Saturday, January 10, 2009

The Wombat



Australian gazetteers offer up dozens of topographical features that carry the name of the common wombat (Vombatus ursinus). There is the town called Wombat, the so-called Wombat Pinch, and the Wombat Range all of which are quite close to Canberra. There is Mt. Wombat (2,621 ft.), between Euroa and Strathbogie, and the Wombat Spur in the Great Dividing Range, both in Victoria.


Wombat Hill is in the Parish of Wombat, not far from the Wombat State Forest near Daylesford, which before 1854 was itself called Wombat.


There is Wombat Point on the north eastern coast of Tasmania.


Five Wombat Creeks flow in Victoria, three in New South Wales, and one in Tasmania, while South Australia has a Wombat Dam, a Wombat Homestead, and places called Wombat Tank, Wombat Flat, and Wombat Wallow.

While nineteenth-century settlers found plentiful opportunities to exploit the name and distinctive character of the dependable wombat, twentieth-century Australia paid far more attention to the kangaroo – which is better for airlines, and more in keeping with the general mood of a society increasingly enthralled with the idea of velocity.



From about 1803, a steady trickle of live wombats reached Europe. We know there was a wombat among the birds and animals that were delivered to the menagerie of the Empress Joséphine Bonaparte at Malmaison, near Paris. So from first decade of the nineteenth century the wombat was, though not particularly familiar, at least observable in Europe.


An early wombat owner was the naturalist Everard Home, whose paper on the subject, “An Account of Some Peculiarities in the Anatomical Structure of the Wombat,” appeared in March 1809 in the Journal of Natural Philosophy, Chemistry and the Arts.


Hume’s wombat, a male, was in fact caught by George Bass, probably on King Island, where we know Bass and his companions shot several other specimens.

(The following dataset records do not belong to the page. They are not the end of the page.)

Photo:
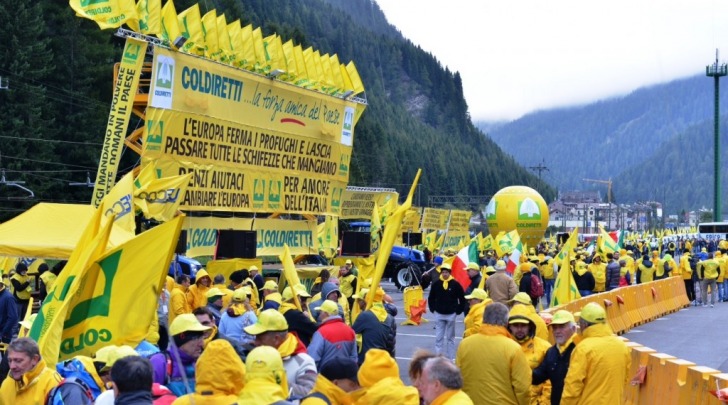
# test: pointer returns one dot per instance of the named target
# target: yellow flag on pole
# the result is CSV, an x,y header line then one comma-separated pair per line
x,y
391,230
565,289
290,273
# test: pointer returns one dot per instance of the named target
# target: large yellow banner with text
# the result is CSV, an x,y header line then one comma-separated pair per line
x,y
186,83
272,234
122,102
358,204
238,168
459,221
435,219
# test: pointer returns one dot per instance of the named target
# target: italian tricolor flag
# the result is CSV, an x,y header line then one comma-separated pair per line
x,y
460,263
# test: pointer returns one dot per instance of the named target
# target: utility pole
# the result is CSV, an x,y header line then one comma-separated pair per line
x,y
716,71
540,168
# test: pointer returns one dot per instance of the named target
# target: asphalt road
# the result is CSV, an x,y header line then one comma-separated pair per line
x,y
696,334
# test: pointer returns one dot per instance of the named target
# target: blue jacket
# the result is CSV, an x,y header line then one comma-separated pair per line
x,y
333,339
8,315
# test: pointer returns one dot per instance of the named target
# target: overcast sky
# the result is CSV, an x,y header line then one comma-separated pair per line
x,y
516,57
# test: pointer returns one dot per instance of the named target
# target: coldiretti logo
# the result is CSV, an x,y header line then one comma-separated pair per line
x,y
165,73
86,3
528,210
490,210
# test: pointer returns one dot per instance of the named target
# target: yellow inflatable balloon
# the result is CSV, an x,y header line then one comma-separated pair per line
x,y
521,208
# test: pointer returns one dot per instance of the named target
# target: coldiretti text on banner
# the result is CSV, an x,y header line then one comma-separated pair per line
x,y
185,83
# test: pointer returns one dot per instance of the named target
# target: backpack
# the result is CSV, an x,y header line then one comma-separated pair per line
x,y
536,286
56,394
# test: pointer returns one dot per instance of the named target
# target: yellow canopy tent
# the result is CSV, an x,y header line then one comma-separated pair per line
x,y
46,230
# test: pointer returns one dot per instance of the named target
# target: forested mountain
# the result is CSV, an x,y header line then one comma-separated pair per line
x,y
59,69
655,144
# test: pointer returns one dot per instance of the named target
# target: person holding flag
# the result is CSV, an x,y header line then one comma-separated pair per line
x,y
446,302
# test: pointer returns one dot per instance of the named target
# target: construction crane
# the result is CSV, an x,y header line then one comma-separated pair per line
x,y
609,187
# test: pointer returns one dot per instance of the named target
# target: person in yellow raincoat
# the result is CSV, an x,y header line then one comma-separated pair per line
x,y
265,378
29,379
219,381
379,378
495,370
599,366
196,294
478,300
523,330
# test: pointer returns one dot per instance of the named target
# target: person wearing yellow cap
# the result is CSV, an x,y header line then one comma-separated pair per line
x,y
177,363
218,381
446,301
271,329
523,330
237,316
599,366
196,293
442,383
583,279
555,364
377,328
29,379
478,300
523,299
333,338
495,370
178,303
299,322
500,286
265,378
379,377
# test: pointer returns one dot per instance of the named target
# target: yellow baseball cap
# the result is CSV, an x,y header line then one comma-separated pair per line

Once provoked, this particular wombat put up a splendid struggle, tearing strips off Bass’s coat sleeves and making loud “whizzing” noises. Evidently he took ages to calm down. Bass kept him alive, evidently looked after him well, and sent him to England. There, in London, he lived in what Home described as “a domesticated state for two years.” The following description is no less charming today than it must have struck English scientific readers nearly two hundred years ago. The wombat

burrowed in the ground whenever it had an opportunity, and covered itself in the earth with surprising quickness. It was quiet during the day, but constantly in motion in the night: was very sensible to cold; ate all kinds of vegetables; but was particularly fond of new hay, which it ate stalk by stalk, taking it into its mouth like a beaver, by small bits at a time. It was not wanting in intelligence, and appeared attached to those to whom it was accustomed, and who were kind to it. When it saw them, it would put up its forepaws on the knee, and when taken up would sleep in the lap. It allowed children to pull and carry it about, and when it bit them did not appear to do it in anger or with violence.



1 comment:

  1. "There is Wombat Point on the north eastern coast of Tasmania"
    Actually on an island in Bass Strait, first called Point Whombat by Flinders -- see down in my post today which mentions further down a Wamback Lagoon -- though whether Wamback was a variant of wombat I can't be sure.